The new metric to watch is the repeat visitor and the exit. More returning visits = higher interest. Exiting (not bouncing) on VDP and VLPs = assumptive action. Exiting on map pages = assumptive action. Exiting on the homepage = assumptive action too (usually a phone call).
Your job is not to convert the first time visitor; it is to give them a reason to come back. And then you need to provide them with enough quality content to make them want to drive to you. This alone is a MASSIVE departure from how most sites are currently built.
- Don't have real pictures of your new cars.... no bueno.
- Don't have every single used car photographed... no bueno.

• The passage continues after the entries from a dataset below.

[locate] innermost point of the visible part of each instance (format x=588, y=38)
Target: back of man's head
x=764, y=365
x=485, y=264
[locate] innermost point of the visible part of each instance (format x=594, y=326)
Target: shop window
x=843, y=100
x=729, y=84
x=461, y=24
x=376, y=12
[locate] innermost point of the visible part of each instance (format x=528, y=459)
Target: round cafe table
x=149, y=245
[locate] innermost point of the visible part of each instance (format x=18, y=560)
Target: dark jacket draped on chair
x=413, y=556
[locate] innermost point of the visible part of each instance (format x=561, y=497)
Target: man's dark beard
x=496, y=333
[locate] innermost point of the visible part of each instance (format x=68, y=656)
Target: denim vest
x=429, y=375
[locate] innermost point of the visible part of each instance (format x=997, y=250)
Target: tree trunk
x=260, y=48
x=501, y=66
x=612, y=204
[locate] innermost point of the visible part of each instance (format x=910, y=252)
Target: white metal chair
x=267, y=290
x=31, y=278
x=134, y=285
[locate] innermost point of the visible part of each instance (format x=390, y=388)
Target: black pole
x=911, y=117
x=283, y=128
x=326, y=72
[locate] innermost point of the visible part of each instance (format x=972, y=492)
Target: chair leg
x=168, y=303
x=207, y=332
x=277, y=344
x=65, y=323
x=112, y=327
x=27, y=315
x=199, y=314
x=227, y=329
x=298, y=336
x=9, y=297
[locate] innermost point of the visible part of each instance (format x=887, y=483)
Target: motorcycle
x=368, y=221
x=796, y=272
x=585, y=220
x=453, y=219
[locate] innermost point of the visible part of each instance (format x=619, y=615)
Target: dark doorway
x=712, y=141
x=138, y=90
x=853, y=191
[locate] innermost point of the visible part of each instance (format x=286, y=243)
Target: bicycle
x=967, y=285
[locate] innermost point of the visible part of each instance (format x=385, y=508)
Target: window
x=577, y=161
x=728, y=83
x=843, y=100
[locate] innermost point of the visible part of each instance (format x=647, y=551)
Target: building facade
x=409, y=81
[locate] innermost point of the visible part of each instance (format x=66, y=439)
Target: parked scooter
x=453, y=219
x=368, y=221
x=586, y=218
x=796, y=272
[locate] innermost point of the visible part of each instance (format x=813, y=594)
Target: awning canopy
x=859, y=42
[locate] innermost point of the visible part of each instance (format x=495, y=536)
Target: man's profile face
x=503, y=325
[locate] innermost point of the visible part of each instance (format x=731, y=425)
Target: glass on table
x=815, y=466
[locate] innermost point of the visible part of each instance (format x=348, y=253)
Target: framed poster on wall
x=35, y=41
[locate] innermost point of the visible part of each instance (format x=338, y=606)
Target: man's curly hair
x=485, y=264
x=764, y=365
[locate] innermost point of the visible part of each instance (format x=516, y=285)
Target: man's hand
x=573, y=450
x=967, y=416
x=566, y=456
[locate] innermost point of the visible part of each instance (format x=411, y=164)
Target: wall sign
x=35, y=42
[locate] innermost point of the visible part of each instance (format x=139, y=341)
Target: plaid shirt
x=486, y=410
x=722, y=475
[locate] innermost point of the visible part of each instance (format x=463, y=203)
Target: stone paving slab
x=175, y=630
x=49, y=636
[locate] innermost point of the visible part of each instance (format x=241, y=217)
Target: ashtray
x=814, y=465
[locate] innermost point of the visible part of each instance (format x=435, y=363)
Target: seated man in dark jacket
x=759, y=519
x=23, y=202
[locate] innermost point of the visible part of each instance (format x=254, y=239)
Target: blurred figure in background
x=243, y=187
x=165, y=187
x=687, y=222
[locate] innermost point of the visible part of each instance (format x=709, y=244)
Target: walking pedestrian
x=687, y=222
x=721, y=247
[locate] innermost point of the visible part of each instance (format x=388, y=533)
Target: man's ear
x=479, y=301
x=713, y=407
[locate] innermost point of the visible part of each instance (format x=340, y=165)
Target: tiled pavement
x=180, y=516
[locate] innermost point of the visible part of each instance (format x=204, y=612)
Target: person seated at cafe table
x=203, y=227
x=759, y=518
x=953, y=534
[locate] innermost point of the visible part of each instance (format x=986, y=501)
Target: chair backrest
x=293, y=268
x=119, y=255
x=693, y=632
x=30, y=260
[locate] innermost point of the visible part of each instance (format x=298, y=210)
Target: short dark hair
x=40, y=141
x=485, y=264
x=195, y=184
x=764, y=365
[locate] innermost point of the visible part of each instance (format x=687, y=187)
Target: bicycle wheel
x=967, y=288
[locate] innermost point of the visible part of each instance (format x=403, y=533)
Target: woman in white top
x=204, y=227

- Don't have the vehicles options clearly defined/described... no bueno.
- Not showing incentives... no bueno.
- Not reiterating OEM programs (Season of Audi for example)... no bueno.
- Pricing all new cars at MSRP... excusable only if your entire marketplace is doing it.
- Comments... jury is still out, but they're excellent when well written to convey who you are and what the product is... no automated cheese.
These are just a few things to get started on. But if you are capable of taking your head out of the car business and thinking like a retailer (what do you expect to see when you buy things online?) this starts to become common sense. Unfortunately, I had to hop out of the dealership to figure things out because my head was only wired for "how to shove the customer through our process."
Then you strive to find your return and exit benchmarks while watching the floor like a hawk! You'll need to watch the floor-up count....not the sales. If you focus too deeply (from an Internet department perspective) on the sales count you might short change your effort by the floor staff performing poorly.